4 鬼市 上

第4章 鬼市 上

高襄王府,婚房之內。

大夢初醒的姜洄看着眼前陌生的房屋,愣神許久,才發出一聲尖叫。

祁桓便住在隔壁,聽到這聲尖叫,立刻便起身過來,一推門,便看到坐在床上臉色發白神情驚恐的姜洄。

“可是哪裏不适?”祁桓在床沿坐下,伸手去探她的額面。

姜洄往後一躲,避開他的手。

“我怎麽在這裏?”姜洄說着便感覺心口鈍痛,“這是哪裏?”

祁桓一怔:“這是你的房間。”

“我的房間?怎麽變成這樣了?”姜洄捂着心口,蹙起眉心,“你怎麽在這裏?”

祁桓再遲鈍,此刻也發現姜洄的異常了。

“你……不認得我嗎?”他輕聲問道。

姜洄擡起眼,細細端詳,腦海中一個畫面一閃而過。

半夢半醒之際,祁桓覆在她身上,她只當是蘇妙儀讓奴隸來服侍自己,自己沒忍住親了他一下,還想把他帶回南荒妖澤……

姜洄臉上頓時發燙:“你……你是蘇府的奴隸?是蘇姐姐把你送給我了嗎?”

祁桓沉默了許久,攥着被子的手微微發白。

姜洄見他神色晦暗,沉默不語,以為他是不情願被送到這裏,便軟和了聲音,輕聲安慰道:“你若是不願意被送來這裏,我便讓人送你回去,你別難過了。
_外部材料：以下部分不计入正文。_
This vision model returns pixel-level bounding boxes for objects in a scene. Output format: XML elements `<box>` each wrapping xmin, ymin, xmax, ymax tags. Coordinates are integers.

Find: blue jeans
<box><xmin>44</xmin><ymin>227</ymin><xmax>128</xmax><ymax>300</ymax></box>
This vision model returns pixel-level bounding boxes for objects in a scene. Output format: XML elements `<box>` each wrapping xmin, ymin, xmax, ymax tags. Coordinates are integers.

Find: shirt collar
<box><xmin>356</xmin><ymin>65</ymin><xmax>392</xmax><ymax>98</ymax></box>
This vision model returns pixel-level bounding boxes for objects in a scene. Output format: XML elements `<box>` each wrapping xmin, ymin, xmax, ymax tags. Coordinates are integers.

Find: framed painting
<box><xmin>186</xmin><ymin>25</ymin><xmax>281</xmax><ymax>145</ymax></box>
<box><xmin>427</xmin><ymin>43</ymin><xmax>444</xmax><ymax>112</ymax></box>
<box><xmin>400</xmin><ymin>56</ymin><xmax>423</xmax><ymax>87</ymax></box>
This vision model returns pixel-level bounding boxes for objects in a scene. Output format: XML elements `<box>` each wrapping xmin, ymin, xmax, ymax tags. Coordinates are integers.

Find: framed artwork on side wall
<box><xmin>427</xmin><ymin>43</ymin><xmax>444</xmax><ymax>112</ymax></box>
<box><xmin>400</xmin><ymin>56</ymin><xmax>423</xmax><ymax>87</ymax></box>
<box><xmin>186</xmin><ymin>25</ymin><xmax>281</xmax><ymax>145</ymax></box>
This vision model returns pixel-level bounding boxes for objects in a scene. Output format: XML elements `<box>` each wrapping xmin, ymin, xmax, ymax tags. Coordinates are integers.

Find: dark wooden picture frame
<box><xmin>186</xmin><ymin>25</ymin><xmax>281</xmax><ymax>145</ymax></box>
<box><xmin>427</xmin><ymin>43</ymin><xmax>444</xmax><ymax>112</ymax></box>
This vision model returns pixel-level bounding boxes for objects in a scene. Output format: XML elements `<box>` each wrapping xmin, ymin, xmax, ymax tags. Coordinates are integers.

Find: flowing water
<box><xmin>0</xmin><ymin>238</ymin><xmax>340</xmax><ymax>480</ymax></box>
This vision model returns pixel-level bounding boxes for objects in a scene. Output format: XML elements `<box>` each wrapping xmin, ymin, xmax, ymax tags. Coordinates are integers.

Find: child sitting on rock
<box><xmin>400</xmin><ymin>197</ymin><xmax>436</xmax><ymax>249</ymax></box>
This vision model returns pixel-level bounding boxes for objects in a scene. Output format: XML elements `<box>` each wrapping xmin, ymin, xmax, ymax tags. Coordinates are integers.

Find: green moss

”

祁桓的聲音也有一絲幾不可查的顫音:“你……可知今夕是何日?”

“嗯?”姜洄詫異地皺起眉頭,不知道他為何問出這個問題,“今日……是四月初五吧。”

“是哪一年的四月初五?”祁桓幽黑的雙眸緊緊盯着她,看得她莫名心慌,以為自己做錯了什麽。

——難道昨天晚上兩個人真的……

可是她睡太沉了,什麽都不記得——不過身上真的好酸痛。

姜洄抿了抿唇,避開他的眼神,掩飾自己的慌亂:“今年,是武朝一千兩百三十六年啊。”

祁桓呼吸一窒。

姜洄不解地低聲問道:“你為什麽問這麽奇怪的問題?”

一只微涼的手撫上她柔嫩的臉龐,清冷低啞的聲音響起:“今年是武朝一千兩百三十九年。”

姜洄皺起眉頭,躲開他的手:“你在說什麽胡話?”

然而下一句話讓她更加驚愕。

“今天是我們新婚的第一天。”

“我是你的夫君,祁桓。”

姜洄愣神了許久,看着眼前俊逸英挺的青年,她噗嗤笑出了聲。

“這個謊言也太拙劣了,是蘇姐姐讓你這麽騙我的嗎?”姜洄感覺身上處處疼痛,也漸生不耐,“我要回家了。”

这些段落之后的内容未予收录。